By the end of 1967 his positions seemed reactionary because those of us in the Action Faction of SDS had become far more radical than we were even months prior. Carl became irrelevant as the internal struggle between Progressive Labor Party and the faction that would become Weatherman clashed through out 1968.
Yet Carl deserves to be honored for his often forgotten role in building SDS into the major movement it became.
From Truth Dig: http://www.truthdig.com/report/item/carl_oglesby_sds_president_1935-2011_20110913/
By Bob Katz
Posted on Sep 13, 2011
Editor’s note: Author and journalist Bob Katz was a friend and colleague of Carl Oglesby and sent this remembrance, which has been edited for style.
Carl Oglesby, one of the most influential figures of the 1960s counterculture, died Tuesday at his home in Montclair, N.J., after a short illness.
An acclaimed political theorist, orator, playwright, musician and writer, Oglesby served as president of Students for a Democratic Society (SDS) from 1965 to 1966 and played a leading role in the opposition to the Vietnam War. A self-defined “radical centrist” and defense industry technical writer living in suburban Michigan with his wife and children when the war began, he soon became one of its most eloquent foes.
On Nov. 27, 1965, Oglesby gave a speech before tens of thousands of anti-war demonstrators in Washington, D.C., that became one of the most important documents to come out of the anti-war movement. According to historian Kirkpatrick Sale: “It was a devastating performance: skilled, moderate, learned and compassionate, but uncompromising, angry, radical and above all persuasive. It drew the only standing ovation of the afternoon.”

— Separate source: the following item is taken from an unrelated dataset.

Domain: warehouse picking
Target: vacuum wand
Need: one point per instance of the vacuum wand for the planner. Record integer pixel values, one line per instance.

After the demise of SDS, Oglesby taught politics at Antioch, Dartmouth College and MIT, and wrote a column for the Boston Phoenix that merged geopolitical theory with his keen interest in the hidden dimensions of the Watergate scandal, the John F. Kennedy assassination and the CIA.
He was the author of several books, including “Containment and Change,” “The Yankee and Cowboy War: Conspiracies from Dallas to Watergate” and most recently the memoir, “Ravens in the Storm: A Personal History of the 1960s Antiwar Movement.”
Oglesby is survived by his children, Aron DiBacco, Shay Oglesby-Smith and Caleb, and his partner, Barbara Webster.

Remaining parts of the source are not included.